Avec le correcteur d’Antidote, il développe le doute orthographique, c’est-à-dire qu’il prend le temps de réfléchir à ce qu’il écrit et de vérifier les bons accords grammaticaux. Il se décourage de moins en moins devant les soulignés rouges, car il apprend à corriger une erreur à la fois. Pour mieux structurer ses idées, il s’est mis au défi de ne jamais dépasser vingt mots par phrase à l’aide d’un filtre de style.
❤️ La fonction coup de cœur d’Eugénie Pettigrew-Leydier
« J’aime beaucoup le filtre de lisibilité Phrases longues, dans le correcteur d’Antidote. Il est très pratique pour les élèves qui écrivent au fil de leur pensée et qui ont du mal à conclure leurs phrases. Il aide à clarifier et à segmenter leurs idées. »

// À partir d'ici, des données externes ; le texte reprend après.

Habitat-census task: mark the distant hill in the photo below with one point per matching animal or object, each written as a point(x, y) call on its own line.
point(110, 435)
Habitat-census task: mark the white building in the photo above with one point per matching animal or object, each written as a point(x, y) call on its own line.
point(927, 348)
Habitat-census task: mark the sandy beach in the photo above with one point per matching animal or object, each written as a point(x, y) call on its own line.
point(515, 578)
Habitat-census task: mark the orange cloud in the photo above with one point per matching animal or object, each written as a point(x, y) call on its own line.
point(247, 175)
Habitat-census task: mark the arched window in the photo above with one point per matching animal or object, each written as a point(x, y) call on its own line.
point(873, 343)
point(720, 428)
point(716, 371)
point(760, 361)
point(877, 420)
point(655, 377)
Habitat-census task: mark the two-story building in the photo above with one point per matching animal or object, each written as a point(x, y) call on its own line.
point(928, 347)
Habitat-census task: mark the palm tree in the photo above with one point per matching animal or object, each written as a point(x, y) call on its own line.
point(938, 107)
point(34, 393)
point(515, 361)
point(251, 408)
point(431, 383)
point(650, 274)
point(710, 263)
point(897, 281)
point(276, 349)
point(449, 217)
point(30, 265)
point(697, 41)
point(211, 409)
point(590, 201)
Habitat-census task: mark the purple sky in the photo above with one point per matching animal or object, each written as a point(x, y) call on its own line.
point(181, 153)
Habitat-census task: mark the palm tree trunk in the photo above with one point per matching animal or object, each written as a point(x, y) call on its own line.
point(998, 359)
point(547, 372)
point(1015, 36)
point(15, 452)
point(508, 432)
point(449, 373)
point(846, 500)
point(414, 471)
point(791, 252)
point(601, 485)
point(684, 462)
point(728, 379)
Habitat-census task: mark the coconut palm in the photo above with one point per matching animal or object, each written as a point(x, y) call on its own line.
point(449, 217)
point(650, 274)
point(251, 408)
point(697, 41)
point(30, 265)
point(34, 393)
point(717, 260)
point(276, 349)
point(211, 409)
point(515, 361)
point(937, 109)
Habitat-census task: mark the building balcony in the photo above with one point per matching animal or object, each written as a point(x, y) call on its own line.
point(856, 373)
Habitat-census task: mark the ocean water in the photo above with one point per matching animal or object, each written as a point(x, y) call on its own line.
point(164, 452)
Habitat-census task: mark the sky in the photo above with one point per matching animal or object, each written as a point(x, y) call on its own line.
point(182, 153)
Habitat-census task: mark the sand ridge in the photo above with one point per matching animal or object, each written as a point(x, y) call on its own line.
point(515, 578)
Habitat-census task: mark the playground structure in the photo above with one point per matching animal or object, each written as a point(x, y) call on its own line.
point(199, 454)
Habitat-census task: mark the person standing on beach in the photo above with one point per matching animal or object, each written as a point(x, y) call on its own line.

Cas no 3 : Lena, 20 ans, nouvelle arrivante, étudiante en médecine
Lena suit des cours de francisation pendant ses études universitaires. Elle a du mal à assimiler la matière, car le français est sa troisième langue. Elle est pourtant studieuse, appliquée et bien organisée, et brillerait certainement dans sa langue maternelle. Mais elle angoisse à l’idée de remettre son premier compte-rendu en français.
Comme elle écrit parfois au son, le prédicteur phonétique de Lexibar lui offre des suggestions en cours de frappe. Le vérificateur d’orthographe l’aide aussi à valider la graphie de certains mots (doubles consonnes et lettres muettes).
Une fois son premier jet terminé, Lena se sert des infobulles du correcteur d’Antidote pour réviser et améliorer son texte. Elle aime non seulement la brève explication qui l’aide à comprendre ses erreurs, mais aussi les liens cliquables qui ouvrent les dictionnaires ou les guides à la bonne page. Le prochain défi de Lena : apprivoiser l’usage des signes de ponctuation en français grâce au volet Typographie du correcteur d’Antidote.
L’emploi complémentaire de logiciels comme Lexibar et Antidote facilite l’apprentissage de la langue pour les personnes ayant besoin de soutien en lecture et en écriture. « À force de les utiliser, les élèves prennent graduellement conscience de leurs progrès, souligne Eugénie Pettigrew-Leydier, ce qui contribue à diminuer leur anxiété, à rehausser leur estime de soi et à mieux réguler leurs émotions. Cette donne change complètement leur parcours scolaire, mais aussi leur parcours de vie. »

En 2017, elle fonde Aideor, un service d’orthopédagogie exclusivement virtuel, afin d’accompagner les élèves au-delà des frontières, grâce à une équipe postée aux quatre coins de la planète.